In middle school, I had a friend who was also suffering from depression. We would talk about our depressed feelings together. When I shared this with my psychiatrist, he warned me to not constantly talk about depression. This was solid advice since talking about our problems – constantly revisiting them over and over – can make things worse (Does Talking/Writing About Depression Make You Depressed?). 

Walter Mischel, professor of psychology at Columbia University and author of The Marshmallow Test, says, 

“Common wisdom suggests that if we thoroughly revisit our negative experiences to try to understand why they happened, we’ll eventually be able to move on. However, new research is showing that some people only get worse by continuing to brood and ruminate. Each time they recount the experience to themselves, their friends or their therapist, they only become more depressed. Self-distancing, in contrast, allows them to get a more objective view, without reactivating their pain, and helps them get past the experience.”

Be Mindful of Where Your Conversations Go When Talking About Depression

When possible, after you’ve acknowledged the depression and have sought help, turn your conversations toward positive, productive themes. Be intentional about what you talk about. Can you talk about what inspires you or what you’re passionate about? Maybe you can learn a new skill or hobby and talk about that. And what about the people you’re talking with? Ask them about their lives and hobbies and passions. The depression will be there, but you can crowd out some of those depressed thoughts by introducing new, inspired themes, leaving you to feel better.
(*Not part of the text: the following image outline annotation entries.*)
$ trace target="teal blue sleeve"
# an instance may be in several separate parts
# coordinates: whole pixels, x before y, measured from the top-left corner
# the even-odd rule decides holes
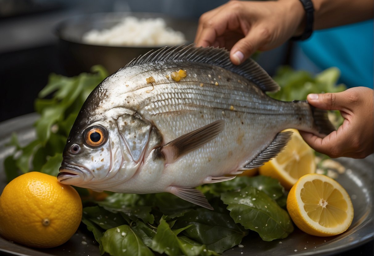
[[[297,43],[305,54],[323,70],[337,67],[340,82],[348,87],[373,88],[373,19],[315,31]]]

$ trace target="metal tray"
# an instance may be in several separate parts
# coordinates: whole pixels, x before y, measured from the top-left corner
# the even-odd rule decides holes
[[[13,149],[7,147],[12,132],[17,133],[19,142],[26,144],[35,138],[32,125],[37,115],[22,116],[0,123],[0,191],[6,185],[3,162]],[[287,238],[271,242],[263,241],[258,235],[245,237],[243,247],[230,249],[223,255],[247,253],[265,256],[329,255],[357,247],[372,240],[374,235],[373,220],[373,170],[374,155],[364,159],[341,158],[338,159],[346,167],[346,171],[337,180],[347,190],[353,203],[355,216],[348,230],[338,235],[319,237],[310,235],[297,228]],[[82,242],[84,242],[82,243]],[[30,249],[0,237],[0,252],[10,255],[35,256],[74,255],[98,256],[98,246],[93,236],[82,225],[77,233],[64,244],[53,248]]]

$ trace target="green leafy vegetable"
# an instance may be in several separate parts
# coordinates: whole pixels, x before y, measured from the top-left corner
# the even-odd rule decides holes
[[[224,193],[224,203],[235,222],[258,233],[264,241],[285,238],[294,230],[287,212],[265,193],[252,187]]]
[[[104,250],[111,255],[154,255],[128,225],[108,229],[100,238]]]
[[[93,90],[108,75],[100,66],[92,68],[92,74],[82,73],[73,77],[52,74],[48,84],[39,94],[35,108],[40,114],[35,124],[37,137],[21,146],[15,135],[10,146],[14,154],[4,161],[4,169],[8,181],[21,173],[41,171],[55,174],[57,163],[62,161],[62,152],[66,139],[78,113]],[[42,99],[53,93],[51,99]]]

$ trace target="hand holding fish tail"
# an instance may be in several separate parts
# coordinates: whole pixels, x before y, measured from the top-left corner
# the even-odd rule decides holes
[[[337,131],[322,138],[301,132],[309,146],[332,157],[363,158],[374,152],[373,89],[350,88],[337,93],[312,94],[309,104],[327,110],[338,110],[344,120]]]

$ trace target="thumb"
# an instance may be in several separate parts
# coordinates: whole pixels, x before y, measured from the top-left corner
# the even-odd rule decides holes
[[[325,110],[341,110],[349,103],[343,93],[310,94],[307,96],[312,106]]]
[[[239,40],[230,51],[230,60],[239,65],[253,54],[265,41],[263,36],[255,30],[250,31],[245,37]]]

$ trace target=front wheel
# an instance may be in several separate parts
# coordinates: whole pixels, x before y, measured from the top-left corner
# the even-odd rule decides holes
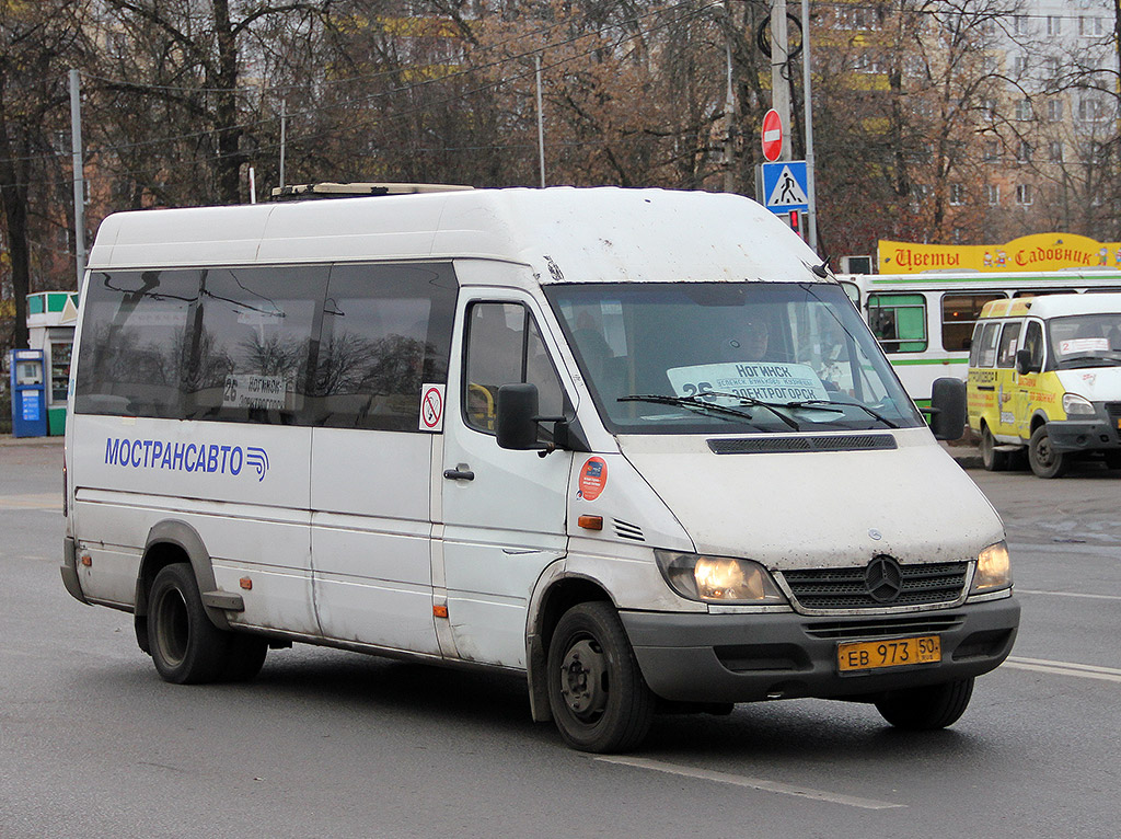
[[[1031,432],[1028,462],[1031,464],[1031,471],[1039,478],[1062,478],[1071,465],[1071,455],[1056,452],[1047,434],[1047,426],[1040,425]]]
[[[958,682],[884,693],[876,701],[876,709],[896,728],[933,731],[957,722],[972,695],[970,676]]]
[[[626,752],[646,737],[654,694],[609,603],[580,603],[564,614],[549,643],[547,666],[549,708],[569,746]]]

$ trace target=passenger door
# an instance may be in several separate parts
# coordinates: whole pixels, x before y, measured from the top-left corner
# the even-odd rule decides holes
[[[312,411],[315,608],[328,638],[439,655],[421,403],[447,379],[451,265],[334,266]]]
[[[443,584],[450,654],[524,667],[529,596],[541,571],[565,555],[571,452],[546,457],[500,449],[494,436],[501,385],[538,387],[540,415],[564,409],[555,351],[543,340],[528,296],[461,301],[444,423]],[[458,363],[456,363],[458,361]],[[547,439],[550,423],[543,424]],[[439,590],[437,588],[437,596]]]

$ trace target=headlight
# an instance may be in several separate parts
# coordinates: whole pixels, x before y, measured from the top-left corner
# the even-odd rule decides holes
[[[1008,557],[1008,543],[989,545],[978,555],[978,571],[973,574],[972,591],[991,591],[1012,584],[1012,564]]]
[[[1077,394],[1063,394],[1063,411],[1067,416],[1093,416],[1094,406]]]
[[[751,560],[655,551],[669,587],[684,598],[710,603],[781,603],[786,599],[767,569]]]

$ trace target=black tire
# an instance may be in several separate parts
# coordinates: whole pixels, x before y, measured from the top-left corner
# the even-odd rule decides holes
[[[1040,425],[1031,432],[1028,443],[1028,462],[1039,478],[1062,478],[1071,465],[1071,455],[1051,449],[1047,426]]]
[[[965,713],[972,695],[971,676],[960,682],[884,693],[876,701],[876,709],[896,728],[934,731],[957,722]]]
[[[997,451],[997,440],[989,426],[981,430],[981,463],[990,472],[1003,472],[1008,469],[1008,452]]]
[[[605,602],[566,611],[549,643],[548,692],[565,743],[581,752],[627,752],[646,737],[655,699],[618,614]]]
[[[148,640],[164,681],[201,684],[222,680],[230,661],[231,636],[206,617],[189,564],[177,562],[156,574],[148,596]]]

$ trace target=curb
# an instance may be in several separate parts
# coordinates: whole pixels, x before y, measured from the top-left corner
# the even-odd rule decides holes
[[[0,448],[3,446],[49,446],[63,444],[64,437],[15,437],[11,434],[0,434]]]

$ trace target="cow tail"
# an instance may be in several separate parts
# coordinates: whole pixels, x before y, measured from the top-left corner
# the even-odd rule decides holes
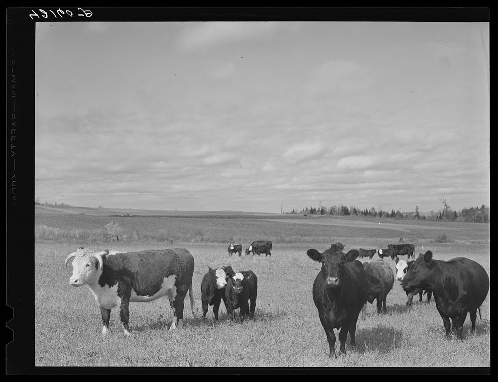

I am grateful that my mental health team subscribes to the idea that “talking about depression isn’t always helpful.” Even in my therapy sessions, they have, after an appropriate amount of time, guided our conversations away from talking about my depressed feelings. As someone who tends to ruminate, I welcome this guidance to help me move on to other themes.  

Please check out my video below for more on when to talk about depression and when talking about depression isn't such a great idea. 


Sample, Ian, "Aspiring and a Stiff Upper Lip Are Best Remedies for a Broken Heart". The Guardian. Sep. 25, 2014.

APA Reference
Sedas, M. (2018, July 19). When Talking About Depression Isn’t Helpful, HealthyPlace. Retrieved on 2024, April 19 from

Author: Michelle Sedas

Michelle is a wife and a mother of two children. She is the author of two books and the coauthor of a third. Her book, Welcome The Rain, will inspire you to see beyond life's storms. Find Michelle on Facebook, Twitter, Google+ and her personal blog.

Dayna Scott
August, 20 2018 at 7:27 am

So insightful. For those of us trying to help a family member deal with depression, we never know the right path to take. Talk about it, is the path we have been taking. I thought it would be helpful that he knew others were have the same feelings he was having, but I was definitely wrong. It is very difficult to get our son to talk about anything positive, but I am going to commit to trying to talk about things other than his depression.

August, 24 2018 at 1:05 pm

Hello Dayna,
I'm so grateful that you shared that this post was insightful. I do think it's very important to crowd out those depressed thoughts with more uplifting things. It's one of the most important things I've learned as I cope with depression. Thank you so much for this comment. I wish you and him all the best.